I write this with respect for our school board members. They put in long hours and are well-intentioned people trying to navigate an incredibly complex time.

Any school must serve multiple constituencies: students, educators, staff and administration among others. However, of all these constituencies, students’ needs must always be at the forefront. After all, the core mission of any school is to serve children. In Alexandria, anger and frustration about board decisions is pervasive. Time and again, parents in our community see ACPS’ actions and wonder: Who are these decisions serving?

While ACPS has done an admirable job with virtual education, the data is clear that virtual school is not as beneficial as in-person school, particularly for students of color and special needs students. That is why the American Academy of Pediatrics has stressed the importance of children returning to school.

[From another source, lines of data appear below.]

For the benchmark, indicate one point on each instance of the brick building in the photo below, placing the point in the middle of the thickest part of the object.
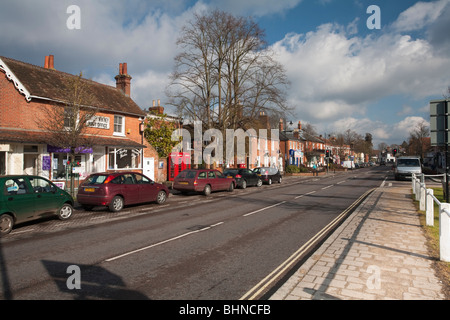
(27, 90)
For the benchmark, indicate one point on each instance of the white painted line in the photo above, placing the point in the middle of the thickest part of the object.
(23, 231)
(306, 194)
(162, 242)
(275, 205)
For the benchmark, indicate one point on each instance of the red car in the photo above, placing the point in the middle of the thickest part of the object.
(117, 190)
(203, 180)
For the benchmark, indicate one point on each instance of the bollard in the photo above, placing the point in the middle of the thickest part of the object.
(430, 208)
(417, 189)
(422, 197)
(444, 232)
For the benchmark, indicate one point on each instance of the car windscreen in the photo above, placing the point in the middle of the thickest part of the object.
(96, 179)
(408, 163)
(231, 172)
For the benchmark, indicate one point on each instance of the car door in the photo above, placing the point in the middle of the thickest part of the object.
(222, 181)
(249, 176)
(46, 200)
(147, 188)
(130, 189)
(19, 198)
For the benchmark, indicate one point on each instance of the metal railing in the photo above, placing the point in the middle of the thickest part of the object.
(426, 200)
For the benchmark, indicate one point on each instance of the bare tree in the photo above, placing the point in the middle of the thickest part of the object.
(417, 144)
(225, 75)
(66, 123)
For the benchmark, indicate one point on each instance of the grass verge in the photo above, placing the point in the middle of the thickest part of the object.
(432, 234)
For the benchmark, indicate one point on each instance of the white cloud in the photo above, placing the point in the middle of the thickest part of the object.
(256, 8)
(420, 15)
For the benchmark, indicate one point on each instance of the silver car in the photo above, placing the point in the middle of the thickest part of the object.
(406, 166)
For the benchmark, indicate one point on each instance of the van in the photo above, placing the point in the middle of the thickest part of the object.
(406, 166)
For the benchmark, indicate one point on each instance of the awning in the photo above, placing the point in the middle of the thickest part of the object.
(39, 137)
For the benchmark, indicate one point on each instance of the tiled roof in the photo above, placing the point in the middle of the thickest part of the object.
(53, 84)
(39, 137)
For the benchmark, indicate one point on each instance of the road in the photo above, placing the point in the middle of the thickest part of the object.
(227, 246)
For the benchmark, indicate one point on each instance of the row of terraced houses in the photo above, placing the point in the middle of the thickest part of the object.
(26, 90)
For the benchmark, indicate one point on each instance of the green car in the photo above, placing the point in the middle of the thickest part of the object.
(24, 198)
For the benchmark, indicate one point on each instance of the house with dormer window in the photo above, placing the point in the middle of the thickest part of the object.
(116, 130)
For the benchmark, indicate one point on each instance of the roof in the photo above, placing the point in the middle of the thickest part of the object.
(53, 84)
(22, 136)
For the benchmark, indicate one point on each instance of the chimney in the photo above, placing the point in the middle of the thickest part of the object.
(264, 120)
(49, 62)
(156, 109)
(123, 80)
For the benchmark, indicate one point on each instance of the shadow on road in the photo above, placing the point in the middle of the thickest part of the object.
(6, 288)
(95, 282)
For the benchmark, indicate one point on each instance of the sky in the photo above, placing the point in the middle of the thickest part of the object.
(344, 74)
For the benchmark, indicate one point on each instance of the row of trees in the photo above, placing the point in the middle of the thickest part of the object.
(225, 75)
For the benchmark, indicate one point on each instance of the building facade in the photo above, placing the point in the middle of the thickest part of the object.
(28, 92)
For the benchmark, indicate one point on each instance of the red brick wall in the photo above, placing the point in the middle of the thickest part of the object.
(16, 112)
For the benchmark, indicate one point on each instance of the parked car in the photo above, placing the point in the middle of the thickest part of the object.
(244, 177)
(25, 198)
(203, 180)
(406, 166)
(268, 174)
(116, 190)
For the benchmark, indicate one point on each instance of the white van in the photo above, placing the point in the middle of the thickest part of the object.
(406, 166)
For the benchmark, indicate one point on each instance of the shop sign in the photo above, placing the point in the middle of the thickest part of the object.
(98, 122)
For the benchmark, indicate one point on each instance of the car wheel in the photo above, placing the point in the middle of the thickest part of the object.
(207, 190)
(116, 204)
(161, 198)
(65, 212)
(6, 224)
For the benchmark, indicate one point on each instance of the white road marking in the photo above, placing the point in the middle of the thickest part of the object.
(272, 206)
(162, 242)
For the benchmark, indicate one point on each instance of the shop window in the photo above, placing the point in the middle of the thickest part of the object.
(30, 149)
(59, 165)
(123, 158)
(119, 125)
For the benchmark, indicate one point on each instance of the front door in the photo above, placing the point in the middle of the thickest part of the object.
(149, 168)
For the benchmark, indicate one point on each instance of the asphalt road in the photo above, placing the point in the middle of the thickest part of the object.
(224, 247)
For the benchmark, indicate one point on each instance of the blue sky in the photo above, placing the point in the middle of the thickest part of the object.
(343, 75)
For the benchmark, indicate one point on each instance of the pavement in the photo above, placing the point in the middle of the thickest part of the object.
(379, 253)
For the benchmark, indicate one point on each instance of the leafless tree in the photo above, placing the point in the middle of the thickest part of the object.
(417, 142)
(225, 75)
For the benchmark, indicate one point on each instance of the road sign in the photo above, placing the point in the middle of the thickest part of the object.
(439, 121)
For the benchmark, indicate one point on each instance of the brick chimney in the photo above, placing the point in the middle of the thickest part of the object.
(123, 80)
(264, 120)
(156, 109)
(49, 62)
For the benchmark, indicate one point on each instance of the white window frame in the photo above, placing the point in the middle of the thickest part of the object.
(122, 132)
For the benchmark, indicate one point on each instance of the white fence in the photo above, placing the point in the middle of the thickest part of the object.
(426, 199)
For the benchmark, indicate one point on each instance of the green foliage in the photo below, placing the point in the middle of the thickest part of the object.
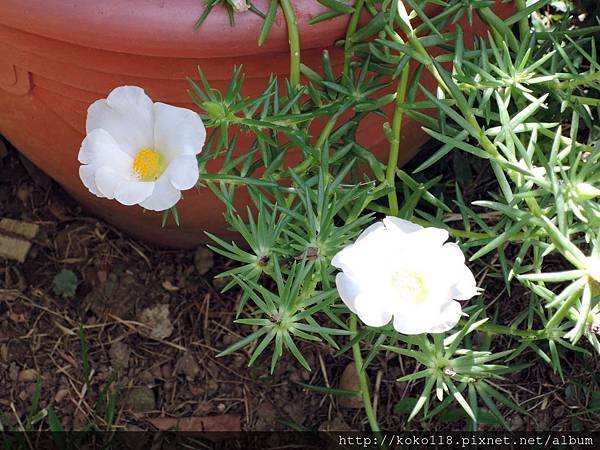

Yet today and for most of the school year, ACPS is not educating a single student in an in-person school setting even though Alexandria preschools, private schools and other public-school systems in Virginia are providing in-person learning options in accordance with CDC guidance. ACPS prides itself on striving for “Equity for All.” While closing the schoolhouse doors to all treats everyone the same, it certainly is not equitable to many.

As someone who led a task force on reopening a local preschool during the pandemic, I understand that ACPS cannot fully reopen and follow the CDC guidance. However, I am confident that ACPS can reopen at some level consistent with the CDC guidance. With leadership driving innovation on a reopening plan, we should have reopened in some form last fall.

Educators have been given the privilege of receiving the COVID-19 vaccine. Our educators have been rightly prioritized because policymakers understand the importance of having children back in school. Yet, ACPS is undercutting the reasons behind the policy.

ACPS’ decision-making on when to reopen includes no direct consideration of vaccination levels of its workforce. Soon, all ACPS employees who chose to will be fully vaccinated, yet ACPS does not take this critical fact into account in its reopening decisions. Rather, ACPS looks only at community spread and the workforce’s willingness to come back.

Moreover, ACPS provides no incentives for fully vaccinated teachers to return to the classroom. Total risk elimination cannot be the deciding factor. Risk mitigation with accommodations for unique circumstances should drive decisions. Again, ACPS needs to act with leadership and innovation.

Shockingly, the city is spending taxpayer dollars to examine locating affordable housing on school grounds. Given the overcrowding in our schools and that we redistricted schools just a few years ago and literally made children who live near one school bus to another in the name of overcrowding, why would we even consider adding housing on school grounds? The school board should have stopped this fiasco the moment it heard about it.

On these issues, and a host of others, many in the community would like to see board leadership that challenges ACPS bureaucracy. Reflexively supporting the bureaucracy is the opposite of leadership. If nothing else, at least ask the question: Is this action in the best interest of our children? Such focus will provide clarity every time.